# Best Practice for High Tech Planted Tank When going on Vacation?



## kyle2088 (Jun 28, 2005)

If you are going on vactaion (or unable to meet your plants needs do to ther circumstances )for 1 week what is the best practice to avoid coming home to a Tank full of Algae?

I was recently without power for 5 days and plants did fine. No light, no filter, no liquid Ferts , no co2, temps dropped to under 40 Deg in Canada insid ethe house. Fish died, Power went back on 5 days later and plants grew with avengance.

Other times I have gone away for 5 days and not done the Liquid Ferts but kept filter on, co2 on lights on and come back to Algae overtaking the tank. Im guessing co2 lights and some ferts were imbalanced?

What are your practices and what do you find works best?


----------



## niko (Jan 28, 2004)

EI works best. It provides everything your tank needs - ferts, light, CO2, and water changes to keep it clean.

Just fertlize well, keep the CO2 as high as you can, and change 50% of the water once a week. The algae has no chance because the plants will grow very well.

That is the advice you will get on any forum. I consider it very primitive but it is the only advice you will get. When you have any problems the solution is always the same - what you read above. You be the judge if that makes any sense.

If you look at your experience with the 5 day power outage you may suppose that there are better ways to run a planted tank which allow you to never worry about leaving it alone for days, even weeks. In your example the 40F temperature stopped everything from growing (and yes, fish will die at that temp). But do remember that dumping ferts in your water is not the only way and certainly not the best.


----------



## Darkcobra (Nov 23, 2009)

If you follow the normal schedule of dosing macros and micros on alternate days, then each time you dose something, you're adding enough for two days.

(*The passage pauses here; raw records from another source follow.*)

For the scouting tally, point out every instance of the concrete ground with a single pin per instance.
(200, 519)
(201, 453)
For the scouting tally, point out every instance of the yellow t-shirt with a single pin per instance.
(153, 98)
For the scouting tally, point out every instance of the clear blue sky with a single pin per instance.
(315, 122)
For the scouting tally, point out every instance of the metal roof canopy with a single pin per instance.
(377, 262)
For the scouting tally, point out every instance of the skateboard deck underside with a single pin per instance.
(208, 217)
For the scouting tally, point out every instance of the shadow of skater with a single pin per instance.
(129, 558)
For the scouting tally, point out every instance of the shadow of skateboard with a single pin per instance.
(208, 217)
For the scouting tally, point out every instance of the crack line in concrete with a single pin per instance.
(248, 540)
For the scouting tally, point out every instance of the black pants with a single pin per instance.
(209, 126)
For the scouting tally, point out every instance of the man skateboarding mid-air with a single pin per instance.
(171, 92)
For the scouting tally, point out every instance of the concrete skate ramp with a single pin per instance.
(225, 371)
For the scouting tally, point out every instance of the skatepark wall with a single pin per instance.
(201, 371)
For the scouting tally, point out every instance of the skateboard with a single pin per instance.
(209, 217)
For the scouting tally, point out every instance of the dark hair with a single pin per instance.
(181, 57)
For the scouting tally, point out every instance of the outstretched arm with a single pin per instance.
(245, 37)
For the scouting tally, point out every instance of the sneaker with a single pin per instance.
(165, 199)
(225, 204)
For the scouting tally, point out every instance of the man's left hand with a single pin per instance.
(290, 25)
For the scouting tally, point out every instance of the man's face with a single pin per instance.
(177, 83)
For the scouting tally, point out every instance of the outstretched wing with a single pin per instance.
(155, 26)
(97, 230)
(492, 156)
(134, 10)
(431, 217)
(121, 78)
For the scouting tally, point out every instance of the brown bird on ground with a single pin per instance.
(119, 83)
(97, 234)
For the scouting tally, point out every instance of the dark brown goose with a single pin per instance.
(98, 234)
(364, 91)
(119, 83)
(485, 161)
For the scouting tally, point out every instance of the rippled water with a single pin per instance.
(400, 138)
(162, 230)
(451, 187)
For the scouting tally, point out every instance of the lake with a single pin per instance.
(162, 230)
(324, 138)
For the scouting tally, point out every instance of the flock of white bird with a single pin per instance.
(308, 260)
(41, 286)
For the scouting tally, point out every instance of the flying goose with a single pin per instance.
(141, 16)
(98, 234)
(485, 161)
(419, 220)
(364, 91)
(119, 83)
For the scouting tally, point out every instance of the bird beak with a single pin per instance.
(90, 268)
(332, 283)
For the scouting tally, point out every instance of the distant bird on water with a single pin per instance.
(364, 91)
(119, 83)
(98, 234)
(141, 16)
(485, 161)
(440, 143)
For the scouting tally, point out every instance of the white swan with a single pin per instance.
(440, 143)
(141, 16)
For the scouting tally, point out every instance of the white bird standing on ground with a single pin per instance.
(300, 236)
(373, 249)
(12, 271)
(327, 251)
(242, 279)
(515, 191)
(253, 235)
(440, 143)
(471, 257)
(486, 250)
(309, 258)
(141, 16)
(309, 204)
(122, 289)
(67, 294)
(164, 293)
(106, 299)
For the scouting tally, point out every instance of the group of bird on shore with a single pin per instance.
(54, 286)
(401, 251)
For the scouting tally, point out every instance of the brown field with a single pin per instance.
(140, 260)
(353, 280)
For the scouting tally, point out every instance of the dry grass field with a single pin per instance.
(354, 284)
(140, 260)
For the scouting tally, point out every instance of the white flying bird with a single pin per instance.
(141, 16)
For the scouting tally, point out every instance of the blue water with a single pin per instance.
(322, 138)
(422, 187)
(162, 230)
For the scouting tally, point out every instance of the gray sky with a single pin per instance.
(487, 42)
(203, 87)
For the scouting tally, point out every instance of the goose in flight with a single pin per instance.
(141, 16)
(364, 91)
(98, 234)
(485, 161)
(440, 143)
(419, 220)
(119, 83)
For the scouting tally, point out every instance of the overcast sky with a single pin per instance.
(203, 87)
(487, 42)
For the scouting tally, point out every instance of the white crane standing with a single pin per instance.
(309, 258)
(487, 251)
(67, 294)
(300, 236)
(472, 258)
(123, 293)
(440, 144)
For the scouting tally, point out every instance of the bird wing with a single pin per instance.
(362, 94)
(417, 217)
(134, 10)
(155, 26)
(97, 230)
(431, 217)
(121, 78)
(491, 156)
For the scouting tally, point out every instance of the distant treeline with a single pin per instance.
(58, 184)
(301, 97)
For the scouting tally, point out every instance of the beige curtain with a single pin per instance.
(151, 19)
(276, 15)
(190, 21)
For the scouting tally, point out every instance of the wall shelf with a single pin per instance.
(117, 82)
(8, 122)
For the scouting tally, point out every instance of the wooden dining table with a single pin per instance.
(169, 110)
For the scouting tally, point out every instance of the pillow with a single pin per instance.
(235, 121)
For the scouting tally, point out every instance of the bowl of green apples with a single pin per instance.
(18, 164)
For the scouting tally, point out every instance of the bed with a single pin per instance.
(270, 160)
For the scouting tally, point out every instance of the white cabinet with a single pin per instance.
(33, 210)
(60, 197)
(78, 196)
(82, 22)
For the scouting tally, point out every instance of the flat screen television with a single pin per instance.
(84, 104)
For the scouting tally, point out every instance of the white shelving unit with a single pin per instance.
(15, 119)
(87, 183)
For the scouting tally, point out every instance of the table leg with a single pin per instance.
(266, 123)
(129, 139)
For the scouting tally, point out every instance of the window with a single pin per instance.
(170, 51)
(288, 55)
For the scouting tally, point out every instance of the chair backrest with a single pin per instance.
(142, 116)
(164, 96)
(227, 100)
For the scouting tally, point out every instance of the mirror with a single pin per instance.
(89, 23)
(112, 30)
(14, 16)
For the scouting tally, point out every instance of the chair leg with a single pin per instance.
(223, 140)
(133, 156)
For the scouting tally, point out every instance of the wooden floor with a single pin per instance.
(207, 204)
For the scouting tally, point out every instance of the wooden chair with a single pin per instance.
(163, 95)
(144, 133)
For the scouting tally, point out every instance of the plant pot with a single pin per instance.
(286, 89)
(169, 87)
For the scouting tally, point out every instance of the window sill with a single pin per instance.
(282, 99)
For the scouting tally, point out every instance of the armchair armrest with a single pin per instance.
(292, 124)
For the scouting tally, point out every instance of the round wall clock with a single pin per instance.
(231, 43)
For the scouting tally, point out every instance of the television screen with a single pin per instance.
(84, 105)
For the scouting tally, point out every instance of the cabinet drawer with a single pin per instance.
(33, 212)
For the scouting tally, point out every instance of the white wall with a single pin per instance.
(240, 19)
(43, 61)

By doing a supplemental 50% water change right before you leave to reset levels, then double-dosing macros AND micros immediately after, you're adding enough for four days; without causing too severe a spike. Many EI tanks drift towards similarly high nutrient levels later in the week anyway. The extra water change is to make sure you're not double-dosing on top of that. This I've done, and can vouch for as causing no issues. With a caveat, described later.

Then by also cutting light intensity or photoperiod in half, you cut plant consumption equally - so you have enough for eight days, thus fulfilling your criteria. This I haven't done, but I suspect cutting photoperiod would work better.

The caveat: CO2 must stay on at night. Otherwise the pH may climb enough to break the EDTA chelation in CSM+B or whatever trace mix you're using, rendering the micros unusable before the vacation is up.

Alternately, you could use an automatic fish feeder, loaded with dry ferts.

EDIT: Oh, I forgot. When you get home, do another water change and single-dose macros AND micros. Then resume normal schedule, beginning with macros.


----------



## TropTrea (Jan 10, 2014)

I would not suspect 5 days would be a big change for too much negative to happen. If you have a automatic dosing set up then let everything run normal. Otherwise I would reduce the timing of the lights as well as decrease the CO2 flow. 

I had seen plants ship out of Tialand and something go wrong with the shipment and they arrived over a week late. This was wrapped in newspapers and plastic bags with no light for a week. 80% of the plants recovered. Your not doing anything that stressful on the plants.


----------